Beberapa faktor, seperti adanya kelainan genetik pada kelenjar adrenal, adanya tumor pada indung telur atau kelenjar adrenal, serta penggunaan obat-obatan yang mengandung steroid, dapat menyebabkan terjadinya peningkatan kadar hormon androgen. Kondisi hiperandrogenemia itu dapat mengakibatkan timbulnya berbagai masalah, antara lain:
1. Masalah kulit yang menetap, seperti kulit berminyak, kasar, atau berjerawat.

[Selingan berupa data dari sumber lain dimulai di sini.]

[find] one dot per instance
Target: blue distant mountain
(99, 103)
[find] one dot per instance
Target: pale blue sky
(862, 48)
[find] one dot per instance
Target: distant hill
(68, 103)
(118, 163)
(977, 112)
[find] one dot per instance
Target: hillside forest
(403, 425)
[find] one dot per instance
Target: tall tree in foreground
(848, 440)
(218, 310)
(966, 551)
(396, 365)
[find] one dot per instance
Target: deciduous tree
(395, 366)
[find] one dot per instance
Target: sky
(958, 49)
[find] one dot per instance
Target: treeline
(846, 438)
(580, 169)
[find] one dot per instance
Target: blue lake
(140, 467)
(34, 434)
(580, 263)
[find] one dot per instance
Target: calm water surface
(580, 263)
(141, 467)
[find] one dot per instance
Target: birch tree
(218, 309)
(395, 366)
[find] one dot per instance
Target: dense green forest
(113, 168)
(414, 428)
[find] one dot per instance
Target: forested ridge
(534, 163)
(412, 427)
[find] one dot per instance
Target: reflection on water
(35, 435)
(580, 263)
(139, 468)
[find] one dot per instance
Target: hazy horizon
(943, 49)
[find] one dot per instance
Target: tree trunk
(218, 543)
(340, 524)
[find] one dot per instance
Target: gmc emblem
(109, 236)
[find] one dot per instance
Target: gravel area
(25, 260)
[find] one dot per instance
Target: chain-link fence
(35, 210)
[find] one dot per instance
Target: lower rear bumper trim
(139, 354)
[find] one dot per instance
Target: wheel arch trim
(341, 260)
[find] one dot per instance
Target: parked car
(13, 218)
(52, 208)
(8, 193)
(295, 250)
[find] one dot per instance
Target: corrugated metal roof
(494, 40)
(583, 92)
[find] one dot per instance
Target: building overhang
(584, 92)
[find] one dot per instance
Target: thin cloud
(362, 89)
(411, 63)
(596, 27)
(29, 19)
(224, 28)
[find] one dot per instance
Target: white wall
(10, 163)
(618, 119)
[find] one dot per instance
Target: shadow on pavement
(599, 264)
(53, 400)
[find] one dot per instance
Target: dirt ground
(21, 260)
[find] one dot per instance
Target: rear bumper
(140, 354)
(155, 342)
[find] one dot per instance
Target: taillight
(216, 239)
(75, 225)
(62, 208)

2. Masalah rambut, seperti penipisan rambut kepala atau rambut menjadi berketombe.
3. Gangguan siklus haid.
4. Pola tumbuh rambut yang tidak normal (hirsutisme), menyerupai pola rambut pada pria (male hair pattern), misalnya tumbuh rambut di wajah (kumis, jenggot atau cambang), dada, punggung atas, perut, bagian dalam paha dan punggung jari-jari kaki. Namun dalam hal ini, rambut pada lengan dan betis tidak dapat menjadi ukuran.
5. Perubahan suara menjadi dalam dan serak.
6. Pembesaran klitoris.
7. Gangguan pada sistem reproduksi yang dapat menyebabkan sulit untuk punya anak (infertilitas primer).
8. Bila tidak ditangani dengan baik, maka akan timbul masalah kesehatan lainnya yang lebih serius, seperti diabetes, kanker rahim, kolesterol tinggi, penyakit jantung, dan hipertensi.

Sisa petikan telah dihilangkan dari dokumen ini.